Pure functional TypeRep [Was: Existentials...]

oleg@pobox.com oleg@pobox.com
Tue, 29 Jul 2003 23:05:09 -0700 (PDT)


This message shows how to map _types_ to integers at compile time --
and then extend this facility to run-time so it can be used with
existentially-quantified types. It is statically guaranteed that
different types receive different integer labels. Unlike TyCons of
Dynamics, our mapping does NOT rely on unsafePerformIO. We use the
typechecker itself to compare types. It seems our typemap can also be
used for _safe_ casts, in particular, for casting away the existential
blemish.

This message was inspired by Amr Sabry's problem on
existentials. Unlike Hal Daume's solution posted here earlier, we do
not use Dynamics nor GMap -- therefore, we completely avoid
unsafePerformIO and unsafeCoerce. Our solution is purely functional
and assuredly type-safe (to the extent the typechecker can be
trusted). Extensions used:
  -fglasgow-exts -fallow-undecidable-instances -fallow-overlapping-instances

First, the compile-time mapping from types to integers.

Polytypic list:

> data Nil t r  = Nil
> data Cons t r = Cons t r
>
> class PList ntype vtype cdrtype where
>     cdr::   ntype vtype cdrtype -> cdrtype
>     empty:: ntype vtype cdrtype -> Bool
>     value:: ntype vtype cdrtype -> vtype
>    
> instance PList Nil vtype cdrtype where
>     empty = const True
>
> instance (PList n v r) => PList Cons v' (n v r) where
>      empty = const False
>      value (Cons v r) = v
>      cdr   (Cons v r) = r

and the finite map from types to integers

> class TypeSeq t s where
>     type_index:: t -> s -> Int
>
> instance (PList Cons t r) => TypeSeq t (Cons t r) where
>     type_index _ _ = 0
>    
> instance (PList Cons t' r', TypeSeq t r') => TypeSeq t (Cons t' r') where
>     type_index v s = 1 + (type_index v $ cdr s)

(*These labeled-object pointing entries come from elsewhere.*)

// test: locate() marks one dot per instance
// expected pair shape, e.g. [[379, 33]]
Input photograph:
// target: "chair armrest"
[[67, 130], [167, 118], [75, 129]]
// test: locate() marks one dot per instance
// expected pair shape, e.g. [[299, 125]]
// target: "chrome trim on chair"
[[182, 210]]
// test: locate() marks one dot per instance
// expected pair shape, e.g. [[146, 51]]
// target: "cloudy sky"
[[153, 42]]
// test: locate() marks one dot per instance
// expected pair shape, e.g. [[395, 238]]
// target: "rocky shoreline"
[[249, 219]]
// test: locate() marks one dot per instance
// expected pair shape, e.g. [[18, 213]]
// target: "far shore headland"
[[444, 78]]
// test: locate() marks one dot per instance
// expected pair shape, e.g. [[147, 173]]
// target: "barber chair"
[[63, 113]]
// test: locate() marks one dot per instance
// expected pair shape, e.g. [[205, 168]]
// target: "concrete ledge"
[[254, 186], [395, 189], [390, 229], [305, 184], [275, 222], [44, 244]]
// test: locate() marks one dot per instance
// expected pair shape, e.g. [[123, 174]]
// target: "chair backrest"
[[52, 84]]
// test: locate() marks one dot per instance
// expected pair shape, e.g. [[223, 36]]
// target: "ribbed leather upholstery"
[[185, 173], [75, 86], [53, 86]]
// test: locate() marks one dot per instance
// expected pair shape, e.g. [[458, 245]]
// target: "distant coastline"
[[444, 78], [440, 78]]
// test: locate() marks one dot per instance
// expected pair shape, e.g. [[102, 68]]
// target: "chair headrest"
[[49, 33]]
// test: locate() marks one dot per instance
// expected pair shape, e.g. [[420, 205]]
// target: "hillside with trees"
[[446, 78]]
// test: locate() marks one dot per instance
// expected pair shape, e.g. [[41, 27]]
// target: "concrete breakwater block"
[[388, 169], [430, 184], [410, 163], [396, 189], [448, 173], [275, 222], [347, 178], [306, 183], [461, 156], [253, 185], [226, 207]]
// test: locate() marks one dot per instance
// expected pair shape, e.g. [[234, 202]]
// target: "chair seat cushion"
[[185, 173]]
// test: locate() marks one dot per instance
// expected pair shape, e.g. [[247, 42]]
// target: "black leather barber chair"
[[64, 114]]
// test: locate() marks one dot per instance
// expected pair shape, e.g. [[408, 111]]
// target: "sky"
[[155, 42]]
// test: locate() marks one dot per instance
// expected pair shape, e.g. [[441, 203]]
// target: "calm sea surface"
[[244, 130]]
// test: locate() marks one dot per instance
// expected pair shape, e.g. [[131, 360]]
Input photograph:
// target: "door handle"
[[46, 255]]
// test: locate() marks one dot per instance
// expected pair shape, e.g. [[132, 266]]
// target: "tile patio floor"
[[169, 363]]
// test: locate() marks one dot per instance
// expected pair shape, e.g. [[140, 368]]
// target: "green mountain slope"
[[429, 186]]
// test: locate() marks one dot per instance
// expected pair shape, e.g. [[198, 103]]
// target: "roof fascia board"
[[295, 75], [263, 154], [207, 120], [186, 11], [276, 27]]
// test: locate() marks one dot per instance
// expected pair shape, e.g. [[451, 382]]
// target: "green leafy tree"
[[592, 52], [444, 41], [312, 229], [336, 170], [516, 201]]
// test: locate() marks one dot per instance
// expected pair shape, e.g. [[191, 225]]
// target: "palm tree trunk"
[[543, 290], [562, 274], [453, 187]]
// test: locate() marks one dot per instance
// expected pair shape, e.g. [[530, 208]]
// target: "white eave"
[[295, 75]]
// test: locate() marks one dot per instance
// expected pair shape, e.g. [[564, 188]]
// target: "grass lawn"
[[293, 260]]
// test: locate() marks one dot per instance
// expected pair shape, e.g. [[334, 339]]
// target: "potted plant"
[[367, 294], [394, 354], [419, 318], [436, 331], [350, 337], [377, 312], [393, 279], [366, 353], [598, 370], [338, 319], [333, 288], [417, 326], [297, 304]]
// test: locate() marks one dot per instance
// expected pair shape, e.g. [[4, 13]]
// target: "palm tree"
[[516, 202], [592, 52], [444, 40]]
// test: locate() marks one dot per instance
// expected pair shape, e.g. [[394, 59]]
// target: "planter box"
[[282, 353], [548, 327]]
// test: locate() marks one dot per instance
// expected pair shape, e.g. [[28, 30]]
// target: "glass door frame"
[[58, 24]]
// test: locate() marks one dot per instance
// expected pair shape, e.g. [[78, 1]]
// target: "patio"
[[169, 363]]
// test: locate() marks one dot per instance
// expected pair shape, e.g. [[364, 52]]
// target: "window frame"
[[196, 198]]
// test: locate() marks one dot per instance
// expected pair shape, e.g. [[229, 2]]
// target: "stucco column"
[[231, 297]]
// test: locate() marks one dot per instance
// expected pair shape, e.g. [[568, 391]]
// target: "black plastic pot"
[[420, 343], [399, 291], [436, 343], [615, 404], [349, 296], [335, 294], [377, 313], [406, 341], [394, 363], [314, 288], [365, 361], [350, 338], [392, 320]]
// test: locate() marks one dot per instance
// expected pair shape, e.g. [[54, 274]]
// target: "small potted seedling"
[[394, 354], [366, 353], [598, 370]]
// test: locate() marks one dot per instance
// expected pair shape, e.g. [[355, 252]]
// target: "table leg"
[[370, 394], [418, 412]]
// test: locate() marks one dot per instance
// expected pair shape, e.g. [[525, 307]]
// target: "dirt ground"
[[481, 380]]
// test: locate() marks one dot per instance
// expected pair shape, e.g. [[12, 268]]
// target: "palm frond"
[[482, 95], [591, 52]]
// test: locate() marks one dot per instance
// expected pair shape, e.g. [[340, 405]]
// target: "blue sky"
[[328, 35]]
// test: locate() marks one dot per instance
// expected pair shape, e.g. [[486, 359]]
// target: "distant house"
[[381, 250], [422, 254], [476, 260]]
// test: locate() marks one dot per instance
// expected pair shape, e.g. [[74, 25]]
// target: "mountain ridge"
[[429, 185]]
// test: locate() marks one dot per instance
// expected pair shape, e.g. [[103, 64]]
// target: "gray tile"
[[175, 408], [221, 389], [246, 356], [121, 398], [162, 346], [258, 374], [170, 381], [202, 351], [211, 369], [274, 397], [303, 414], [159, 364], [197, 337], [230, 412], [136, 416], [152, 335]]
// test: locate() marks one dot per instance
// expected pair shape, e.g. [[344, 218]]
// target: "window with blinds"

Let us build some finite map

> init_typeseq = Cons (undefined::Char) $
>                Cons (undefined::Int) $
> 	         Cons (undefined::Bool) $
> 	         Cons (undefined::String) $
> 	         Cons (undefined::Maybe Char) $
> 	         Nil

A typeseq maps a type to an integer -- which is the type's position in
the polytypic list. We are satisfied with the first occurrence of the
type in the list. It is plain that a typeseq maps different types to
different integers. Let us see how it works:

-- *Main> type_index True  init_typeseq
-- 2
-- *Main> type_index 'a'  init_typeseq
-- 0
-- *Main> type_index "a"  init_typeseq
-- 3
-- *Main> type_index (1::Int)  init_typeseq
-- 1
-- *Main> type_index (Just 'a')  init_typeseq
-- 4
-- *Main> type_index (Just True)  init_typeseq

-- <interactive>:1:
--     No instance for (TypeSeq (Maybe Bool) (Nil t r))
--     arising from use of `type_index' at <interactive>:1
--     In the definition of `it': type_index (Just True) init_typeseq

We call this mapping compile-time because the translation from a type
to the corresponding encoding (1+1+...1) is done at compile time, when
the appropriate instance of the TypeSeq class is chosen. A
sufficiently smart compiler can just as well fold the constant
expression (1+1...+1) down to a single integer. Also, errors in the
translation are reported at compile-time.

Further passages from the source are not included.